The following steps are necessary to configure support for the spooling protocol on a Trino cluster:

Minimal configuration in Config properties:

protocol.spooling.enabled=true
protocol.spooling.shared-secret-key=jxTKysfCBuMZtFqUf8UJDQ1w9ez8rynEJsJqgJf66u0=

Refer to Spooling protocol properties for further optional configuration.

Suitable object storage systems for spooling are S3 and compatible systems, Azure Storage, and Google Cloud Storage. The object storage system must provide good connectivity for all cluster nodes as well as any clients.

Activate the desired system with fs.s3.enabled, fs.azure.enabled, or fs.s3.enabled=true in etc/spooling-manager.propertiesand configure further details using relevant properties from Spooling file system properties, S3 file system support, Azure Storage file system support, and Google Cloud Storage file system support.

The spooling-manager.name property must be set to filesystem.

Following is a minimalistic example for using the S3-compatible MinIO object storage:

spooling-manager.name=filesystem
fs.s3.enabled=true
fs.location=s3://spooling
s3.endpoint=http://minio:9080/
s3.region=fake-value
s3.aws-access-key=minio-access-key
s3.aws-secret-key=minio-secret-key
s3.path-style-access=true

Refer to Spooling file system properties for further configuration properties.

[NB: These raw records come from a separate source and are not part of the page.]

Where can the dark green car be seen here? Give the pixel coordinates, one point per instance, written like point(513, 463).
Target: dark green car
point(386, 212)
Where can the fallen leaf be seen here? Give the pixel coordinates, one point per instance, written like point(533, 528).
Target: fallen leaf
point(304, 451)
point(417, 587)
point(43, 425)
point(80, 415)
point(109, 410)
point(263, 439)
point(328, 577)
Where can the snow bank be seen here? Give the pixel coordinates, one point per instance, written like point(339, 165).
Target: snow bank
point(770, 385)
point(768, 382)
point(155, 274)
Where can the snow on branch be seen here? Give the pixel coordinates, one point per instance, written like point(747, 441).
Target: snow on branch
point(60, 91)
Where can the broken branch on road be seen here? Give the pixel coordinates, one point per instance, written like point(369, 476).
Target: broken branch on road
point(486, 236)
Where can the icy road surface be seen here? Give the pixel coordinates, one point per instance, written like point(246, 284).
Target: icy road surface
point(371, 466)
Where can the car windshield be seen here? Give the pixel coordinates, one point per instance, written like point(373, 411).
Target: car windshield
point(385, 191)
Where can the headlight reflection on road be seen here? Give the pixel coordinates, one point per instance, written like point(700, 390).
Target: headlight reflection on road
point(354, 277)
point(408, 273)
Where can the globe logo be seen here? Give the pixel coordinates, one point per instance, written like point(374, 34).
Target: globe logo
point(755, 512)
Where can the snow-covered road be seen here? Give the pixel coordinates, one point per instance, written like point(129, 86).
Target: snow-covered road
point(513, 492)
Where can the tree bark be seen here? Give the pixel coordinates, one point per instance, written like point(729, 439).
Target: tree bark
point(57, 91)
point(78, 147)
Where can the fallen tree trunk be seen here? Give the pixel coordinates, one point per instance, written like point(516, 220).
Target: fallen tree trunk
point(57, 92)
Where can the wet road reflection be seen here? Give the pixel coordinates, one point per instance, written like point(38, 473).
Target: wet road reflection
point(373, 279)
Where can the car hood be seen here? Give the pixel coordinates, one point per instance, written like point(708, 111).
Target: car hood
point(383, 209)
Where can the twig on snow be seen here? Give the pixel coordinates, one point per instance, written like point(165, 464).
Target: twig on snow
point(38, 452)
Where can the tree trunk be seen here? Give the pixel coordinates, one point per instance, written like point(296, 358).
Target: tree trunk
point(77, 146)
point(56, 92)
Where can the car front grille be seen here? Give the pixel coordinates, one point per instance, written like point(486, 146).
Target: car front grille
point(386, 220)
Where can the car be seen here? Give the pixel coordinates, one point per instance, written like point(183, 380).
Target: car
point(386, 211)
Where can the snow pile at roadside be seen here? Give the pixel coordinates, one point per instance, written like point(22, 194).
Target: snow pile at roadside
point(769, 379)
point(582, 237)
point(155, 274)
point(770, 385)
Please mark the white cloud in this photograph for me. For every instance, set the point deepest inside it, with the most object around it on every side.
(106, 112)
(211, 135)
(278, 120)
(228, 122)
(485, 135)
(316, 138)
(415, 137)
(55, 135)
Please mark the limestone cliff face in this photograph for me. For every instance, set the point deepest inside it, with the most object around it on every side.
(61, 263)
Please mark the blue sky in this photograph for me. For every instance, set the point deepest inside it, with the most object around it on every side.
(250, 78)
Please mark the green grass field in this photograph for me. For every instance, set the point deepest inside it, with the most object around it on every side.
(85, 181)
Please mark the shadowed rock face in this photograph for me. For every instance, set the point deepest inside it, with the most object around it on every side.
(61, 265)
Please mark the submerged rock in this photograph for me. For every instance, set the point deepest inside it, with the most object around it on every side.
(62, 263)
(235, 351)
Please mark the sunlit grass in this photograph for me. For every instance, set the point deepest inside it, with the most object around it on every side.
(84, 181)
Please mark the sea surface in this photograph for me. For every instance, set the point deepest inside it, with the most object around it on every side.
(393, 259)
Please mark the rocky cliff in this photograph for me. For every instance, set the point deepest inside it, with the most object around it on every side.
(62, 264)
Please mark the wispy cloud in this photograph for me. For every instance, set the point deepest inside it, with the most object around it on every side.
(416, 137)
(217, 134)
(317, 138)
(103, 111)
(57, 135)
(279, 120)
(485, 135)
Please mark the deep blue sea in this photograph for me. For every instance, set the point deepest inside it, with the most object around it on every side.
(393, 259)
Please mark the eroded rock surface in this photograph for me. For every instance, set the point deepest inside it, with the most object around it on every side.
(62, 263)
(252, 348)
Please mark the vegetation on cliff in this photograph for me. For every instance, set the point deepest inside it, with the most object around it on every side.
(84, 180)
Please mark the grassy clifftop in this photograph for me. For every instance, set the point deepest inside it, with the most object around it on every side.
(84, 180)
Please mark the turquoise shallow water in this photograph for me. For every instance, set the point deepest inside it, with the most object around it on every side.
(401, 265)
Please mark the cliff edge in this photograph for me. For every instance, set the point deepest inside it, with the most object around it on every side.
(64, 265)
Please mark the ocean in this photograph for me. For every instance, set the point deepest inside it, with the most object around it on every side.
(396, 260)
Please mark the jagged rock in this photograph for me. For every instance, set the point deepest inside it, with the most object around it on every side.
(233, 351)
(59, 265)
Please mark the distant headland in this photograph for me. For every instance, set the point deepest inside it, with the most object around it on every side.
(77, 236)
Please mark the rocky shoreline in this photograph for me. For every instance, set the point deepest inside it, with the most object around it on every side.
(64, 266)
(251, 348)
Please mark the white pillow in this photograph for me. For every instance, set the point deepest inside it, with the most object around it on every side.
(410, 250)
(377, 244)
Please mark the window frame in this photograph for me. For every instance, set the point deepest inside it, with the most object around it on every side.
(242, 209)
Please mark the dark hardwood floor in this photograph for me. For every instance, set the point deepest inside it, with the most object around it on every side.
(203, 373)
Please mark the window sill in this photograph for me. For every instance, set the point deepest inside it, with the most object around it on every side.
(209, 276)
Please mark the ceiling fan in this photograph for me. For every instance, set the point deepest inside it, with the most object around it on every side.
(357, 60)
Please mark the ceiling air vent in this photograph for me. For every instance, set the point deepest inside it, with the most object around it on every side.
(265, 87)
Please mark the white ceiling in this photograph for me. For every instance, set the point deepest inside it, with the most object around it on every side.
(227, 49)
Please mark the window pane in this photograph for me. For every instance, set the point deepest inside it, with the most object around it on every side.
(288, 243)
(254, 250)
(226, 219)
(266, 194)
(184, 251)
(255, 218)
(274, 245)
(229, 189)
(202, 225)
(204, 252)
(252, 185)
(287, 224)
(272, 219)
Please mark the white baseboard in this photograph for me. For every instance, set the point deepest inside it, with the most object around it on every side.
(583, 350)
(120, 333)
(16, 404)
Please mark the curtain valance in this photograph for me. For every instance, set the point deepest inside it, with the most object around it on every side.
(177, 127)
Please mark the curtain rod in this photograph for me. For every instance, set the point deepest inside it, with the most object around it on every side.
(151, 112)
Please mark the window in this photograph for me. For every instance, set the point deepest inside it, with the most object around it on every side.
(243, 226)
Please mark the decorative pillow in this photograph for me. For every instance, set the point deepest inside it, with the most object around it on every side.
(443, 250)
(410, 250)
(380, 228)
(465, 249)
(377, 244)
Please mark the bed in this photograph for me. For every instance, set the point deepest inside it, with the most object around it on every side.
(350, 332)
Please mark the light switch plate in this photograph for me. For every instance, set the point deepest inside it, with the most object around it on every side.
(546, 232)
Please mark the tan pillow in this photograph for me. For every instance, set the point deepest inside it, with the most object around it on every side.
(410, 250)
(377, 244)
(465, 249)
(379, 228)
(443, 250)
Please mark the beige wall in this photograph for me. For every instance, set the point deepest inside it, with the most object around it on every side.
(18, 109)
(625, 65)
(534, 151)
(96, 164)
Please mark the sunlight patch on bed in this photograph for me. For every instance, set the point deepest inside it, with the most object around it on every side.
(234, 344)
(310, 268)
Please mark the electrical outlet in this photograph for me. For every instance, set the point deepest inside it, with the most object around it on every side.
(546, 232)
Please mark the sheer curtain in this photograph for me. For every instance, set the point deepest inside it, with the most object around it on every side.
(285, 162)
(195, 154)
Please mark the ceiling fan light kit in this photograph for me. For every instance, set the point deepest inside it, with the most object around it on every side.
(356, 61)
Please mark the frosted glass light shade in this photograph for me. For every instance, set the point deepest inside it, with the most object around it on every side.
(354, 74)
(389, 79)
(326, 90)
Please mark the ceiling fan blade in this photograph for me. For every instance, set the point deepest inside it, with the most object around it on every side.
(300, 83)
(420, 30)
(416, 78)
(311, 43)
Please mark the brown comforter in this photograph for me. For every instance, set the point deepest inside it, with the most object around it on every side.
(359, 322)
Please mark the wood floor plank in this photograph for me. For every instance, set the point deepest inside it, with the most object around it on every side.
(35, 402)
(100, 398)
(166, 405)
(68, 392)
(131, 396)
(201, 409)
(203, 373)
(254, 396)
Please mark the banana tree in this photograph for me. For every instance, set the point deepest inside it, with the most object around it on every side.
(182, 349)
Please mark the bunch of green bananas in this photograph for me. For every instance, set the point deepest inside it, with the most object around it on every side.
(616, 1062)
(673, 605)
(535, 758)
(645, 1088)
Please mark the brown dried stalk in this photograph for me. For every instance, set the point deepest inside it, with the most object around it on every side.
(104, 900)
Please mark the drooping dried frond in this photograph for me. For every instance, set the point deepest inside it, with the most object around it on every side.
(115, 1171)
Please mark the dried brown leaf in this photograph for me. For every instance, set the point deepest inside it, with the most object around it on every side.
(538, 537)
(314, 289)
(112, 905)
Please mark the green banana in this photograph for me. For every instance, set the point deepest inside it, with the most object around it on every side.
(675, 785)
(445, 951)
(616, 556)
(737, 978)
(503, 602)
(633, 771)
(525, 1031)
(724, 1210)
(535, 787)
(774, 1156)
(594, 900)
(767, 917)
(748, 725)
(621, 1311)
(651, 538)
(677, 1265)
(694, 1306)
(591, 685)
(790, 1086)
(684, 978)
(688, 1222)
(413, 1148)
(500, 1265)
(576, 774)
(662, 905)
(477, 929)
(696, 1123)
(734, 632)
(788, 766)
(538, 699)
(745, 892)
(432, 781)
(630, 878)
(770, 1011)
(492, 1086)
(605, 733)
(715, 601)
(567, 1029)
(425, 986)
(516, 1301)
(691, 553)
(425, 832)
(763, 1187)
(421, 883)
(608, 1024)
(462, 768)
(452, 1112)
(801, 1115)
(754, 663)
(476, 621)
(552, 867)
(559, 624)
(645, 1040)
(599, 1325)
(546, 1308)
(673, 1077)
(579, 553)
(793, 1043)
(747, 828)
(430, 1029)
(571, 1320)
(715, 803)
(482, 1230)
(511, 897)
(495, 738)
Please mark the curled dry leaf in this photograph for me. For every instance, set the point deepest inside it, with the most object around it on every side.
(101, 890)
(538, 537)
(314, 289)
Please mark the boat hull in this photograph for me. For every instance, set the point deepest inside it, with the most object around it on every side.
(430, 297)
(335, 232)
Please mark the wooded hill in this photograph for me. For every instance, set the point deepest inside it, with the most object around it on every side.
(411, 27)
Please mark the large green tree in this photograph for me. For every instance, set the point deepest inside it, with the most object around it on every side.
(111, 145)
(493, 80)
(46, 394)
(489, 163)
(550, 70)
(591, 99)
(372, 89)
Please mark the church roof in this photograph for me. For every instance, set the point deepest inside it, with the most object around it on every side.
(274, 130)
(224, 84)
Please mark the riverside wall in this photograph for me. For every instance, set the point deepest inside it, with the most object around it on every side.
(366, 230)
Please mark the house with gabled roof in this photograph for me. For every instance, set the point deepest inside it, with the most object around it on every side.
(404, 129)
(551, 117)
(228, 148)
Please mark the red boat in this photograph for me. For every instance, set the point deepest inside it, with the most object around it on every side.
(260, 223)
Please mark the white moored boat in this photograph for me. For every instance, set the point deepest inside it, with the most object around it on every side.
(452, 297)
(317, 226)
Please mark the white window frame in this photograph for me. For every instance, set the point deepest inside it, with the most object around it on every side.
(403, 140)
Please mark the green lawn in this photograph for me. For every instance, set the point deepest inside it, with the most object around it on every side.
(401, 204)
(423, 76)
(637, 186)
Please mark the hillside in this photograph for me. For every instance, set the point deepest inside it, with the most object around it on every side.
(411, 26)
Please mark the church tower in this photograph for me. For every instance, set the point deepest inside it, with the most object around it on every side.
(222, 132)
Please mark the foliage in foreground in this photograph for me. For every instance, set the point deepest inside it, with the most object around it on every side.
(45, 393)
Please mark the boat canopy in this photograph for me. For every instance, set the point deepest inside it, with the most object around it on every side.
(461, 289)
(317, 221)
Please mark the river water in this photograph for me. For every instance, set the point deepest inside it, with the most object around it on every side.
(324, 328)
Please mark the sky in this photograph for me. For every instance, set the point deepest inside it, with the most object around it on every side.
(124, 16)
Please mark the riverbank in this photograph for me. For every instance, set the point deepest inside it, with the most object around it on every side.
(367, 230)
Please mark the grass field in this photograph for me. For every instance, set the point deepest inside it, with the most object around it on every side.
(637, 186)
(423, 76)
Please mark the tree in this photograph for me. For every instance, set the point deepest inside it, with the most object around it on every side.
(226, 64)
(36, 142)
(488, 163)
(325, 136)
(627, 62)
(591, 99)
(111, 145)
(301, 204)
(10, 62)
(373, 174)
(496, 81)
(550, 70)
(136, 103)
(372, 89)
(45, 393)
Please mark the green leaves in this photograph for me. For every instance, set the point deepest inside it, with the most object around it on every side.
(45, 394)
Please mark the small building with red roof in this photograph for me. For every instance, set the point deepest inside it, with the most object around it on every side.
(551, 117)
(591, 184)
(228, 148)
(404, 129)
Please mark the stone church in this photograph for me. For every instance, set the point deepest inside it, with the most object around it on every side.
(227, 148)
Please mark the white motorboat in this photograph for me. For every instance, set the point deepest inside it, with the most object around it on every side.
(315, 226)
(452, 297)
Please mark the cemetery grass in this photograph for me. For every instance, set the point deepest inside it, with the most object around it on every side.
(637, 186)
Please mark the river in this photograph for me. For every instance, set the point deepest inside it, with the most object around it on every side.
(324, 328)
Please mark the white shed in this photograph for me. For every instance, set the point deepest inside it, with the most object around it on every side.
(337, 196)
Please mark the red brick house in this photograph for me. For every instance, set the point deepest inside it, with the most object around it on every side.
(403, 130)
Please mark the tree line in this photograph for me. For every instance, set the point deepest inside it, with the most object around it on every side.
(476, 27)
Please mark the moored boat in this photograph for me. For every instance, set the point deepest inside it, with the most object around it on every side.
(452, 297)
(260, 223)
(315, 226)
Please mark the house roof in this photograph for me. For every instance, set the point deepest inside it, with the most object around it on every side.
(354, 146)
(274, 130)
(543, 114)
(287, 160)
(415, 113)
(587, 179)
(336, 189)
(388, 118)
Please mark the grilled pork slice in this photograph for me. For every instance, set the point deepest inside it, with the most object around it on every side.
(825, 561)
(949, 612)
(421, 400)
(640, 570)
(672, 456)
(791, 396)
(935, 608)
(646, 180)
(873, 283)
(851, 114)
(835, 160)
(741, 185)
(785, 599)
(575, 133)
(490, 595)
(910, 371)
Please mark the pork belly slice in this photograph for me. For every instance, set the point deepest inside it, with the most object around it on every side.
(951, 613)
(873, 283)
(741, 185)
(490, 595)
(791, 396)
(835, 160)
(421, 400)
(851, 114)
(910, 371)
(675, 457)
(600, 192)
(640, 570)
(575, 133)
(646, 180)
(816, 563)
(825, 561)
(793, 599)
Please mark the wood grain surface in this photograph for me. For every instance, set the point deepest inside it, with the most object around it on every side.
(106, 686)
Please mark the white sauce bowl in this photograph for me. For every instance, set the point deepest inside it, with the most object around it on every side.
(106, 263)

The system assumes the object storage to be unbounded in terms of data and data transfer volume. Spooled segments on object storage are automatically removed by the clients after reads as well as the coordinator in specific intervals. Sizing and transfer demands vary with the query workload on your cluster.

Segments on object storage are encrypted, compressed, and can only be used by the specific client who initiated the query.

The following client drivers and client applications support the spooling protocol.

Refer to the documentation for other your specific client drivers and client applications for up to date information.

Direct protocol#

The direct protocol transfers all data from the workers to the coordinator, and from there directly to the client.

The direct protocol, also know as the v1 protocol, has the following characteristics, compared to the spooling protocol:

  • Provides lower performance, specifically for queries that return more data.

  • Results in slower query processing completion on the cluster, since data is provided by the coordinator and read by the client sequentially.

  • Requires no object storage or configuration in the Trino cluster.

  • Increases CPU and I/O load on the coordinator.

  • Works with older client drivers and client applications without support for the spooling protocol.

Configuration#

Use of the direct protocol requires not configuration. Find optional configuration properties in Shared protocol properties.

Development and reference information#

Further technical details about the client protocol, including information useful for developing a client driver, are available in the Trino client REST API developer reference.